Nature 511, 94–98 (2014)

One potential strategy to maintain insulin levels in type 2 diabetes patients is to block the activity of insulin-degrading enzyme (IDE), a zinc protease. To characterize the effect of slowing insulin degradation on glucose tolerance in animals, Maianti et al. identified the potent and highly selective IDE inhibitor 6bK by performing a selection on a DNA-templated macrocycle library for molecules that bind IDE. A crystal structure revealed that 6bK bound an allosteric site 11 Å away from the catalytic site, explaining its high selectivity. Treatment of lean and obese mice with 6bK produced different effects on glucose homeostasis depending on the method of glucose infusion: 6bK followed by oral glucose administration, which mimics meal intake, improved glucose tolerance, whereas 6bK followed by injection of glucose impaired glucose tolerance. Regardless of glucose delivery method, 6bK treatment in mice lacking IDE had no effect, suggesting that the different effects of 6bK may arise from the ability of IDE to degrade additional glucose-regulating hormones beyond insulin. The researchers indeed discovered that IDE regulates both glucagon and amylin in addition to insulin.
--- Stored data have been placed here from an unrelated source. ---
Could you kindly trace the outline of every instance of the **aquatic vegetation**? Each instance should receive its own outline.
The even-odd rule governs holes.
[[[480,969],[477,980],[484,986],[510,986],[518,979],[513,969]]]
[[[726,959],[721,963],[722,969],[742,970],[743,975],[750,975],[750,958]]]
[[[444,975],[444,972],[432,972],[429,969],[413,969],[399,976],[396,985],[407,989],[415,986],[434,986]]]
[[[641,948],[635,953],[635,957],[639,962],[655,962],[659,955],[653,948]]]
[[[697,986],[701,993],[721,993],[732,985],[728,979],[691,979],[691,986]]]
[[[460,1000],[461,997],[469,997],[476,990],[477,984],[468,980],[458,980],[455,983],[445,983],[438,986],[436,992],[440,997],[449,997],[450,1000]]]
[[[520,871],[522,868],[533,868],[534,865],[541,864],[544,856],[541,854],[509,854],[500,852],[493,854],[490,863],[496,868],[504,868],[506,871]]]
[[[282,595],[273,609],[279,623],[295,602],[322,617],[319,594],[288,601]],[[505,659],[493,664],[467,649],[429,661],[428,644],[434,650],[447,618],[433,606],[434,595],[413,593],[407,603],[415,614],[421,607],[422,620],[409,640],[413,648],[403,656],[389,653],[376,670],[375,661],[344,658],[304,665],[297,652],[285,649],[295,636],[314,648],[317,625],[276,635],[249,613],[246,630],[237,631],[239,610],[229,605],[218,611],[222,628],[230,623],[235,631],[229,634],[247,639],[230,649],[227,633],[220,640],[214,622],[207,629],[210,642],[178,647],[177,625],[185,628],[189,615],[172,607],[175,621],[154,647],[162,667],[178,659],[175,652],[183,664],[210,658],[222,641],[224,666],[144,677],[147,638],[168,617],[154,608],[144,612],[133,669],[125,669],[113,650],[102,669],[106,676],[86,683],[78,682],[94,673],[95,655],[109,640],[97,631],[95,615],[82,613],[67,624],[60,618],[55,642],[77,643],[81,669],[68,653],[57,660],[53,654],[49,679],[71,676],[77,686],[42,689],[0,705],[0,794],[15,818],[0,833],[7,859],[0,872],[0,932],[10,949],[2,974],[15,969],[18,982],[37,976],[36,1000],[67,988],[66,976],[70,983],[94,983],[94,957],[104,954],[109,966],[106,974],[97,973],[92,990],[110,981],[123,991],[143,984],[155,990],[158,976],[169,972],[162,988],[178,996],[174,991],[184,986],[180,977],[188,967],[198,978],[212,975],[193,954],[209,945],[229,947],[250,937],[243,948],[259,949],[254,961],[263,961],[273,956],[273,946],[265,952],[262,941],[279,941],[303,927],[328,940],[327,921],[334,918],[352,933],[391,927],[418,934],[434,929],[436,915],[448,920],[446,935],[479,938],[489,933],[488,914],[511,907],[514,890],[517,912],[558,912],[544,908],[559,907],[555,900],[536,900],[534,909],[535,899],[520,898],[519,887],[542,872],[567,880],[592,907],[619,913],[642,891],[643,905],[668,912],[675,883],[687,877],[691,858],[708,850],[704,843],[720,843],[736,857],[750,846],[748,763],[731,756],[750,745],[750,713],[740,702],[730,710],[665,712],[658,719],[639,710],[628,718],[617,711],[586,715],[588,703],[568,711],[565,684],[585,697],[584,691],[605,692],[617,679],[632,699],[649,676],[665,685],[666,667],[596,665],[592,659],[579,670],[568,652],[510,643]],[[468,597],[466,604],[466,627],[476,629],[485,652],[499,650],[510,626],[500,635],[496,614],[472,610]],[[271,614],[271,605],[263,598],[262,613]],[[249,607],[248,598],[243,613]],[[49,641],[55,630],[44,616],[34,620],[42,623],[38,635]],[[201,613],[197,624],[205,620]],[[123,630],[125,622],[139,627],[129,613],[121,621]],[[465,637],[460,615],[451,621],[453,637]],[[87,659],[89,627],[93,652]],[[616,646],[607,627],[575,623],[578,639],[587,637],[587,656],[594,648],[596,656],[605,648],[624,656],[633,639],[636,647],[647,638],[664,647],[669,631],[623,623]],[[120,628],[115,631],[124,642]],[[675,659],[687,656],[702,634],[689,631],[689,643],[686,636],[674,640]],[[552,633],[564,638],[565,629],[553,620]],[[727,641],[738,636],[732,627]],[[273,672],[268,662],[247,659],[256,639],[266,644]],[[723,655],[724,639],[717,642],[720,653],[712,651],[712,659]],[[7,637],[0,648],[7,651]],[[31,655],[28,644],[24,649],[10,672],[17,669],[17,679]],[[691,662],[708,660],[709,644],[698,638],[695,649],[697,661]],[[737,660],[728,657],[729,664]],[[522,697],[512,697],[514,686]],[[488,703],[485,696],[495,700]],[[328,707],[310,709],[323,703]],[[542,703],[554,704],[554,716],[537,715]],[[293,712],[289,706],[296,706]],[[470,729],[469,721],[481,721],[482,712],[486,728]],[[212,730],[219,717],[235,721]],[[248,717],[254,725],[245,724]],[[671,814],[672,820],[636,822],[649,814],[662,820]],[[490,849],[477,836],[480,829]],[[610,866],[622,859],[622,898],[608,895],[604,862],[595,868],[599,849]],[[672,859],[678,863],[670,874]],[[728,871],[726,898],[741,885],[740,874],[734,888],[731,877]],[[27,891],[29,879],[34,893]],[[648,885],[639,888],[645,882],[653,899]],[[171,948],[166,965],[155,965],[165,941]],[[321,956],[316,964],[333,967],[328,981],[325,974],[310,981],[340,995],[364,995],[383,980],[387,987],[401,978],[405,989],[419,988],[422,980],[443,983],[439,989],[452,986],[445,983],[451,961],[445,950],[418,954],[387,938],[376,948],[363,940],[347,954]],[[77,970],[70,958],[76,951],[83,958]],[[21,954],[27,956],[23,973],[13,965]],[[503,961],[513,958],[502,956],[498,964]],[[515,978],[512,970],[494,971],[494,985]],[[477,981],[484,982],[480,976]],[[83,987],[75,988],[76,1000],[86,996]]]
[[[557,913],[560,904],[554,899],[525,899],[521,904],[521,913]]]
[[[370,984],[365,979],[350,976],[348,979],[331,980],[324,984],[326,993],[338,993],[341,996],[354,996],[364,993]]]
The cause of 6bK-induced hyperglycemia in injected glucose tolerance tests could therefore be attributed to elevated glucagon levels, and administration of 6bK in glucagon receptor–deficient mice followed by glucose injection led to no hyperglycemic effect. These findings validate IDE inhibition as a new therapeutic strategy for the treatment of type 2 diabetes and suggest that a combination of treatments including an IDE inhibitor may be an especially effective strategy.